We found System.loadLibrary(“encrypt”); in the Java code of CheckCodeUtil, which means that the target we are dealing with is libencrypt.so.

IDA opened it, exported the table, and exposed two pieces of information.

1. The address of the checkcode function is 0x24424, and the address of the decheckcode function is 0x2B1BC.
2. These two functions most likely use the AES algorithm.

Keep Hooking

var targetSo = Module.findBaseAddress('libencrypt.so');
console.log(TAG +" ############# libencrypt.so: " +targetSo);
// 24424    2B1BC

Interceptor.attach(targetSo.add(0x24424 ),{
    onEnter: function(args){
        var strCls = Java.use('java.lang.String');

        this.rBuf = ptr(this.context.x0);
        console.log(TAG + " ======================================== ");
        // console.log(TAG + "-------- checkcode x0 = " + ptr(this.context.x0) ) ;

        var strA = Java.cast(this.context.x2, strCls);
        console.log(TAG + "-------- checkcode a = " + strA);

        console.log(TAG + "-------- checkcode b = " + ptr(this.context.x3));

        var strC = Java.cast(this.context.x4, strCls);
        console.log(TAG + "-------- checkcode b = " + strC);


    },
    onLeave: function(retval){
        var strCls = Java.use('java.lang.String');
        var strRc = Java.cast(retval, strCls);
        console.log(TAG + "-------- checkcode rc = " + strRc);

    }
});

Interceptor.attach(targetSo.add(0x2B1BC ),{
    onEnter: function(args){
        var strCls = Java.use('java.lang.String');

        this.rBuf = ptr(this.context.x0);
        console.log(TAG + " ======================================== ");
        // console.log(TAG + "-------- checkcode x0 = " + ptr(this.context.x0) ) ;

        var strA = Java.cast(this.context.x2, strCls);
        console.log(TAG + "-------- decheckcode a = " + strA);


    },
    onLeave: function(retval){
        var strCls = Java.use('java.lang.String');
        var strRc = Java.cast(retval, strCls);
        console.log(TAG + "-------- decheckcode rc = " + strRc);

    }
});

Boss: isn’t the first parameter of the function X0? Why did you print the first parameter as X2?

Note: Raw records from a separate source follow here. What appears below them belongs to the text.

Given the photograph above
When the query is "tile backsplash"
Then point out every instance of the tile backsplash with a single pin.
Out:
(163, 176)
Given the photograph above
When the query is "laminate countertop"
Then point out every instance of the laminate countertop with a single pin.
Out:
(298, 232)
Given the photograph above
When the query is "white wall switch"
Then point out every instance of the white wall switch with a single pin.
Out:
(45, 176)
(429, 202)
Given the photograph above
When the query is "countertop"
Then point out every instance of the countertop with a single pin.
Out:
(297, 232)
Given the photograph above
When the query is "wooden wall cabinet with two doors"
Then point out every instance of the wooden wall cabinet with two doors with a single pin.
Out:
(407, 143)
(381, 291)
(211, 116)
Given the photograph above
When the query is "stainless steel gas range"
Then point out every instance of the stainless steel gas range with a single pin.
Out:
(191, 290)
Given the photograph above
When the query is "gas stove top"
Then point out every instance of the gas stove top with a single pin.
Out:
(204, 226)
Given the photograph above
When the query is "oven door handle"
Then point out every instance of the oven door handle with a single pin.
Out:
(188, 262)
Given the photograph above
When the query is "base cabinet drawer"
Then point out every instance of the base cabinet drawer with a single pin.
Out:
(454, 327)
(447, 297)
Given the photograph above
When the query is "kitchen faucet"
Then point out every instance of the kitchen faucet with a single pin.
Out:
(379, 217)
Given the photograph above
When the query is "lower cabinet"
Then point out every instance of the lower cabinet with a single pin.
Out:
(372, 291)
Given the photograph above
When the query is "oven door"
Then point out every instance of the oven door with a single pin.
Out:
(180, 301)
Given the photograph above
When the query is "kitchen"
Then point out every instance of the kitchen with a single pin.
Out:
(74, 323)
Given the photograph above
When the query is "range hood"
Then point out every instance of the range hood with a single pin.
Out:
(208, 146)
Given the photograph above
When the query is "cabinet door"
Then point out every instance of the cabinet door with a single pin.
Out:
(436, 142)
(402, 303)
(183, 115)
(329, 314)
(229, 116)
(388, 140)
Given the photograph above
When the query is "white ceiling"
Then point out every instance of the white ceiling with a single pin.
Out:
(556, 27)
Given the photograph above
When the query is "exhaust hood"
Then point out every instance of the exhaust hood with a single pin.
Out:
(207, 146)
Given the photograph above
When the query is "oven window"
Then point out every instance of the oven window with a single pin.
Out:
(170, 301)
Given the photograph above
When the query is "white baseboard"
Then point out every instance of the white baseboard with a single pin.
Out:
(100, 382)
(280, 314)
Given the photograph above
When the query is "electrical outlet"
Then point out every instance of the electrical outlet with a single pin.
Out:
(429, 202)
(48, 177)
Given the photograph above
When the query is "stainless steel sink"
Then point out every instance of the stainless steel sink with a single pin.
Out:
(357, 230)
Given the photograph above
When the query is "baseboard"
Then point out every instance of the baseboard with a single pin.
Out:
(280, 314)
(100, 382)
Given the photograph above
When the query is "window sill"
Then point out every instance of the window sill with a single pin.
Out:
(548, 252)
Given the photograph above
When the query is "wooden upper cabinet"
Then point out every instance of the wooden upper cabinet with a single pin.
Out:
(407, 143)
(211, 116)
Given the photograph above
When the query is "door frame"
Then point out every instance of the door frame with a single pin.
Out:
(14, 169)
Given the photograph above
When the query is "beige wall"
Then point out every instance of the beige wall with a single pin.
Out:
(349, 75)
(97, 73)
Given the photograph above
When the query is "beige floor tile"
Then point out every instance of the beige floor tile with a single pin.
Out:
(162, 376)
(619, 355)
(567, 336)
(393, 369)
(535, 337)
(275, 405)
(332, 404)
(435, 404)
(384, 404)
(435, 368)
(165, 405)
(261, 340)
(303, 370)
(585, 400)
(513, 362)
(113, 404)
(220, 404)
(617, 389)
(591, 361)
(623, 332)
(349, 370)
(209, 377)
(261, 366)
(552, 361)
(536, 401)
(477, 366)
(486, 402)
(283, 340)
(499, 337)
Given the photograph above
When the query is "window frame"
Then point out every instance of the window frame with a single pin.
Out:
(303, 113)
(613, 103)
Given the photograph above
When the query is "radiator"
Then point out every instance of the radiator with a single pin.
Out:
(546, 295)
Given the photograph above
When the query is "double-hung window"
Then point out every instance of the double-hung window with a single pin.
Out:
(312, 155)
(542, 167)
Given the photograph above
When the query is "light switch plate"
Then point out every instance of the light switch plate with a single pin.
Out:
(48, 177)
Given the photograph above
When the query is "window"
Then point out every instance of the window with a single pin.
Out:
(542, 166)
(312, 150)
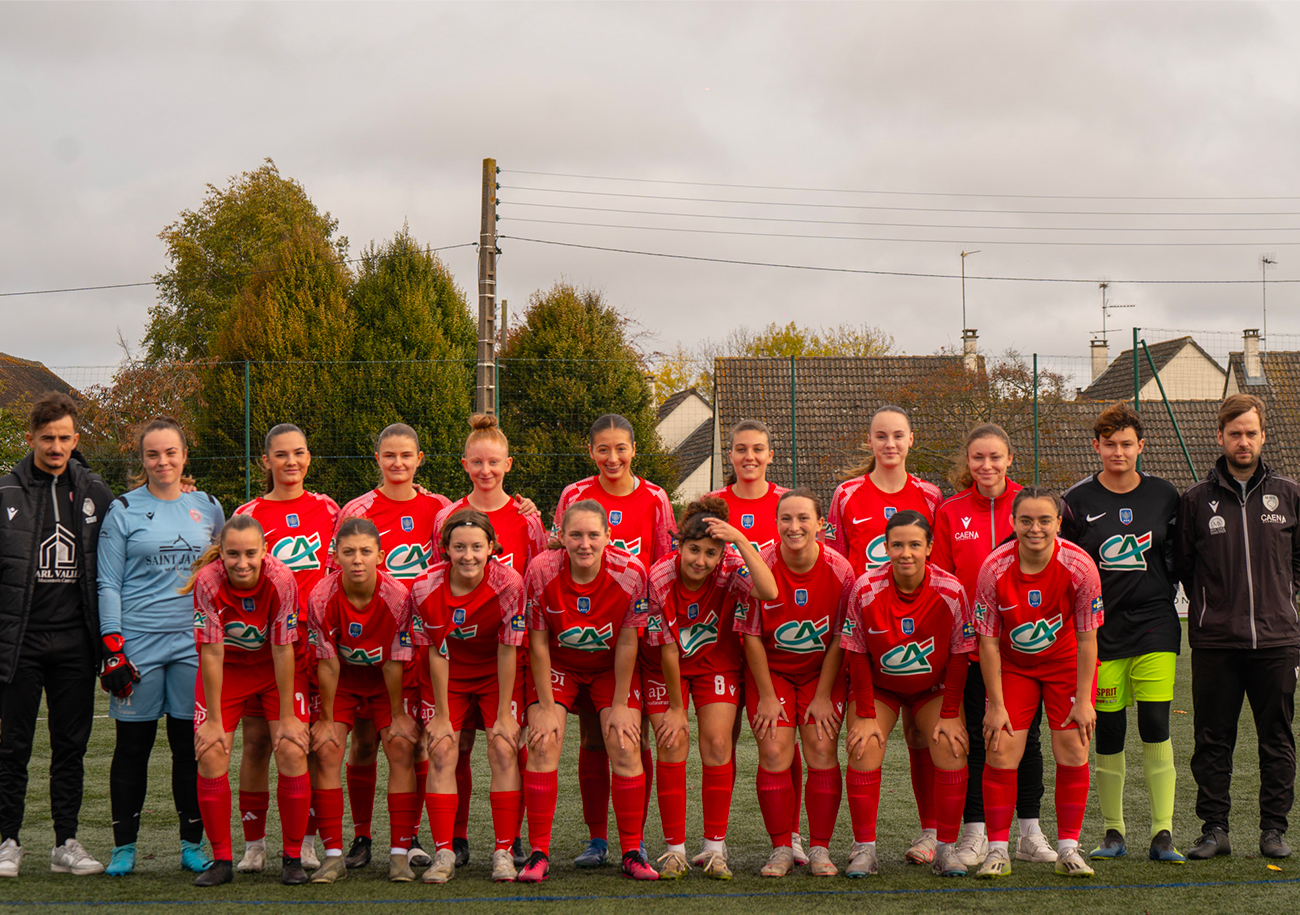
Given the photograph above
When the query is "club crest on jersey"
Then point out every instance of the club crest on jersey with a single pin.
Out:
(802, 637)
(586, 638)
(1036, 636)
(1125, 553)
(908, 659)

Me: Boss, I asked you to approve more funds to buy books a long time ago, but you didn’t agree. Now you are showing your weakness. If you look up JNI programming, you will know that the first two parameters of Java calling C/C++ functions are fixed. The actual parameters passed in start from the third one.

Run again this time.

1:rc

The truth is out.

It’s already autumn in the capital, so it’s not time to order fresh beer, but it’s time to order Erguotou.

Conclusion

There are thousands of ways to unpack the shell, but the key is still Dump Dex.

Don’t be afraid of shelled apps, most likely all the clues will be revealed after unpacking. Unshelled apps are the real scary ones.

If the script does not have any output, it may not necessarily mean that the location is wrong, but it may also be that you did not see the error reported by the script.

The app crashed, and changing the phone was effective, although I was embarrassed this time.

For this sample, IDA also tells us that the function entry code in so is also extracted. To analyze this so, we probably have to dump so.